I made a promise to community organizer Dr. Satsuki Ina that I would find a way to bring taiko drumming to this event in the hope that those being held within the facility might be able to hear our message of love, encouragement, and solidarity from outside.  The taiko at this peaceful demonstration represented the heartbeat which is within us all and is shared across all cultures. As we played taiko alongside the many supporters who had come to raise their voices against the unjust separation of families and history being repeated, I realized that this diverse and multi-generational group was not only ‘standing in solidarity’ with the incarcerated — we were, in Yuri Kochiyama’s words, demonstrating that “we are all part of one another”; one people’s suffering is everyone’s suffering.

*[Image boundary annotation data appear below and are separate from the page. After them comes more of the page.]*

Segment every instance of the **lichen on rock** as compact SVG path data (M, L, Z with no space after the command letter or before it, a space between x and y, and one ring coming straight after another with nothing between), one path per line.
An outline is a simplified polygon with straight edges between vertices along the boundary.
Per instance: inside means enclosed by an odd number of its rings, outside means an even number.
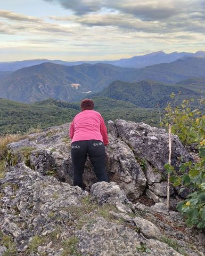
M187 228L179 213L159 203L166 199L165 131L110 122L110 182L97 182L88 159L83 190L71 186L69 125L8 145L6 171L0 179L0 255L204 254L204 234ZM180 154L190 156L178 139L173 140L176 165ZM156 204L137 202L146 191ZM177 191L171 192L173 200L179 198Z

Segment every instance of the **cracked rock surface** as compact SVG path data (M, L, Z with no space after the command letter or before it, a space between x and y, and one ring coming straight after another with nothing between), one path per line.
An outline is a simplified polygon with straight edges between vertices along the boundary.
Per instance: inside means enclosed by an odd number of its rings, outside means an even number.
M157 141L166 147L165 131L119 119L109 127L111 182L96 183L88 159L87 191L71 186L68 124L8 146L6 172L0 179L1 255L205 255L204 235L186 227L179 213L160 202L165 198L165 155L160 158L159 151L157 165L151 150L144 150L146 143L160 150ZM141 144L134 147L137 139ZM173 139L174 157L190 159L178 139ZM137 202L146 191L157 203L151 206ZM178 197L174 189L171 193Z

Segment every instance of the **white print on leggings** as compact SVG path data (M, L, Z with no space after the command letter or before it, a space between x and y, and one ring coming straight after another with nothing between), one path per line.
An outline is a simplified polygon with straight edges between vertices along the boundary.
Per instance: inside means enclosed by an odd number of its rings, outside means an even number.
M103 143L102 142L99 142L99 143L94 143L93 145L95 147L96 146L101 146L102 145Z
M80 146L78 146L78 145L72 145L72 146L71 146L71 148L80 148Z

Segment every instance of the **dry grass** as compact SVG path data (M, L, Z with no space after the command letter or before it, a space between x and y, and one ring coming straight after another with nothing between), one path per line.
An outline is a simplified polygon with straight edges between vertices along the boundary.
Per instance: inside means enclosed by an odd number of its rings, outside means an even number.
M26 132L26 134L31 134L32 133L41 132L43 130L40 128L40 125L38 124L37 128L34 128L33 127L30 127L27 132Z
M6 157L6 145L10 143L18 141L21 139L22 139L22 137L19 133L6 134L5 136L0 137L0 160L5 159Z

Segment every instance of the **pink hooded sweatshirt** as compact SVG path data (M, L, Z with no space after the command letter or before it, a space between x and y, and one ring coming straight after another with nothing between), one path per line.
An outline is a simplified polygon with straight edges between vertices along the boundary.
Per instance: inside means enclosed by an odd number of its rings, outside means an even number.
M85 110L74 117L70 127L72 142L97 140L109 143L107 129L101 115L96 111Z

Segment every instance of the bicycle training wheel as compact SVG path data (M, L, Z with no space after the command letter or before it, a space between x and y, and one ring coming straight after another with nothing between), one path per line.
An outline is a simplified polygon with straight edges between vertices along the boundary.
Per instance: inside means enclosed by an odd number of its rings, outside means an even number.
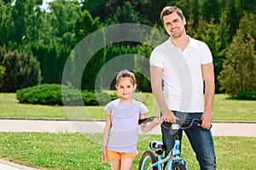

Yuri’s legacy inspires my every day ‘ikigai’ or ‘reason for being’.  I am developing a national Japanese Arts Network that will lift-up artists who create with intention and are motivated by this impetus and other inherent Japanese values and principles.  I am determined to follow in Yuri’s example — with the understanding that the arts have the power to educate and share important messages like this one, and that every effort makes a difference.

[Header photo courtesy of the Center for Asian American Media.]